According to the United States Census Bureau, the CDP has a total area of 1.3 square miles (3.4 km^{2}), all land.

==Climate==
According to the Köppen Climate Classification system, Bedford has a warm-summer humid continental climate, abbreviated "Dfb" on climate maps. The hottest temperature recorded in Bedford was 98 °F on August 7, 2001, while the coldest temperature recorded was -38 °F on January 1, 1979.

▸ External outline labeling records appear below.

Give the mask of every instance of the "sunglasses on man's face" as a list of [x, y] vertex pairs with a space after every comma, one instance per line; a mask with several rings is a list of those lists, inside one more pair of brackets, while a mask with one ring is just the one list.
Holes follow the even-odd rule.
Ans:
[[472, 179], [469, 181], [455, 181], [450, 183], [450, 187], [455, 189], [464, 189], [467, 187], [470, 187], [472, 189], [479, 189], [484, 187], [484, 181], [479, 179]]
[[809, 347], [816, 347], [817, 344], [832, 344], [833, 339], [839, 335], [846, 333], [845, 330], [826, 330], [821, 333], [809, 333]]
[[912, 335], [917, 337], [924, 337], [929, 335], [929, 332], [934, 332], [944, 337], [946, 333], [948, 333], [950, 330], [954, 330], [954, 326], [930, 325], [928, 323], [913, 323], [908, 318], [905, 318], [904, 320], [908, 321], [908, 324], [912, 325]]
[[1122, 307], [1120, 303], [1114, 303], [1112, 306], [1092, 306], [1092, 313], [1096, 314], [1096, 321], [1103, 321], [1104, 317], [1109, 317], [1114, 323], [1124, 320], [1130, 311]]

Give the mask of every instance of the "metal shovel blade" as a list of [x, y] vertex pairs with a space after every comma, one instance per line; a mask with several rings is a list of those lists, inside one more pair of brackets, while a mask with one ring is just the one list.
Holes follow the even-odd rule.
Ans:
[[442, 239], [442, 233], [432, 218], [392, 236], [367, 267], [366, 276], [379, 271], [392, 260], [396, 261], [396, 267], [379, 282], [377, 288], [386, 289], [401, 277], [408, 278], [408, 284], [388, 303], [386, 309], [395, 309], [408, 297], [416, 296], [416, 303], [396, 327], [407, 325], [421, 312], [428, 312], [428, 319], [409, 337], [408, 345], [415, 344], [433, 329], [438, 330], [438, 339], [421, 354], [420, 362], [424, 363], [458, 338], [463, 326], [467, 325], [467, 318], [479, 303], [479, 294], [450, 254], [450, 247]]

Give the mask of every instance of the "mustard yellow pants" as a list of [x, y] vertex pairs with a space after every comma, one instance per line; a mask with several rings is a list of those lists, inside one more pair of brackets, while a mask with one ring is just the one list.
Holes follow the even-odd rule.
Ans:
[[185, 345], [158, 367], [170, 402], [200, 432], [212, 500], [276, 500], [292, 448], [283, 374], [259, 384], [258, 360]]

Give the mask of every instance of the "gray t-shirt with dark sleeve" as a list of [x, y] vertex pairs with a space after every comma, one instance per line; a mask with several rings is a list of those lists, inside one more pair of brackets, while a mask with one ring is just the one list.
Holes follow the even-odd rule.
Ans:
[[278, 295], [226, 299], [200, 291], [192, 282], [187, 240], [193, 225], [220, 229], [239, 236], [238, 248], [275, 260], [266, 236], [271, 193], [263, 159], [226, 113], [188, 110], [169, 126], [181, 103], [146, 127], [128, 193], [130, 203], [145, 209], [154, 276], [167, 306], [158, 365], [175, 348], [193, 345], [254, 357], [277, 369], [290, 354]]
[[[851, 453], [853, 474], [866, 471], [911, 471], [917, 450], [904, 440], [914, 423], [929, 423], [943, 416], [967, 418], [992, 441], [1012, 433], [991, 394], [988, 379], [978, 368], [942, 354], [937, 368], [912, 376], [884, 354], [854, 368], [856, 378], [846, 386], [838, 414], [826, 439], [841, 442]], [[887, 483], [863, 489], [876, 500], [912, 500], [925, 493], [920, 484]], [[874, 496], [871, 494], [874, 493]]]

Climate data for Bedford, Wyoming, 1991–2020 normals, extremes 1975–present
| Month | Jan | Feb | Mar | Apr | May | Jun | Jul | Aug | Sep | Oct | Nov | Dec | Year |
| Record high °F (°C) | 52 (11) | 54 (12) | 63 (17) | 77 (25) | 90 (32) | 92 (33) | 97 (36) | 98 (37) | 90 (32) | 82 (28) | 71 (22) | 60 (16) | 98 (37) |
| Mean maximum °F (°C) | 41.6 (5.3) | 45.8 (7.7) | 54.0 (12.2) | 66.4 (19.1) | 76.1 (24.5) | 84.0 (28.9) | 88.6 (31.4) | 88.0 (31.1) | 83.0 (28.3) | 73.2 (22.9) | 57.9 (14.4) | 44.0 (6.7) | 89.6 (32.0) |
| Mean daily maximum °F (°C) | 28.3 (−2.1) | 32.8 (0.4) | 41.7 (5.4) | 49.5 (9.7) | 60.6 (15.9) | 70.5 (21.4) | 80.2 (26.8) | 79.3 (26.3) | 70.3 (21.3) | 55.8 (13.2) | 40.0 (4.4) | 28.3 (−2.1) | 53.1 (11.7) |
| Daily mean °F (°C) | 17.3 (−8.2) | 20.2 (−6.6) | 28.6 (−1.9) | 36.5 (2.5) | 46.5 (8.1) | 53.8 (12.1) | 61.5 (16.4) | 60.3 (15.7) | 52.4 (11.3) | 40.9 (4.9) | 28.1 (−2.2) | 17.5 (−8.1) | 38.6 (3.7) |
| Mean daily minimum °F (°C) | 6.4 (−14.2) | 7.5 (−13.6) | 15.6 (−9.1) | 23.4 (−4.8) | 32.4 (0.2) | 37.1 (2.8) | 42.8 (6.0) | 41.3 (5.2) | 34.4 (1.3) | 25.9 (−3.4) | 16.1 (−8.8) | 6.7 (−14.1) | 24.1 (−4.4) |
| Mean minimum °F (°C) | −16.3 (−26.8) | −12.4 (−24.7) | −3.1 (−19.5) | 10.2 (−12.1) | 22.3 (−5.4) | 28.3 (−2.1) | 34.1 (1.2) | 32.0 (0.0) | 23.7 (−4.6) | 10.9 (−11.7) | −3.5 (−19.7) | −13.6 (−25.3) | −20.6 (−29.2) |
| Record low °F (°C) | −38 (−39) | −31 (−35) | −22 (−30) | −2 (−19) | 12 (−11) | 17 (−8) | 18 (−8) | 24 (−4) | 10 (−12) | −11 (−24) | −19 (−28) | −37 (−38) | −38 (−39) |
| Average precipitation inches (mm) | 2.52 (64) | 2.54 (65) | 2.25 (57) | 2.28 (58) | 3.08 (78) | 2.22 (56) | 1.09 (28) | 1.26 (32) | 1.70 (43) | 2.10 (53) | 2.13 (54) | 2.10 (53) | 25.27 (641) |
| Average snowfall inches (cm) | 37.0 (94) | 28.5 (72) | 20.9 (53) | 9.1 (23) | 3.6 (9.1) | 0.4 (1.0) | 0.0 (0.0) | 0.0 (0.0) | 0.9 (2.3) | 5.3 (13) | 23.5 (60) | 32.5 (83) | 161.7 (410.4) |
| Average precipitation days (≥ 0.01 in) | 12.4 | 11.2 | 11.1 | 10.6 | 12.1 | 9.4 | 6.0 | 6.7 | 7.3 | 8.8 | 10.6 | 12.3 | 118.5 |
| Average snowy days (≥ 0.1 in) | 12.0 | 10.5 | 7.4 | 3.6 | 1.0 | 0.1 | 0.0 | 0.0 | 0.2 | 2.3 | 7.8 | 11.3 | 56.2 |
Source 1: NOAA
Source 2: National Weather Service

==Education==
Public education in the community of Bedford is provided by Lincoln County School District #2.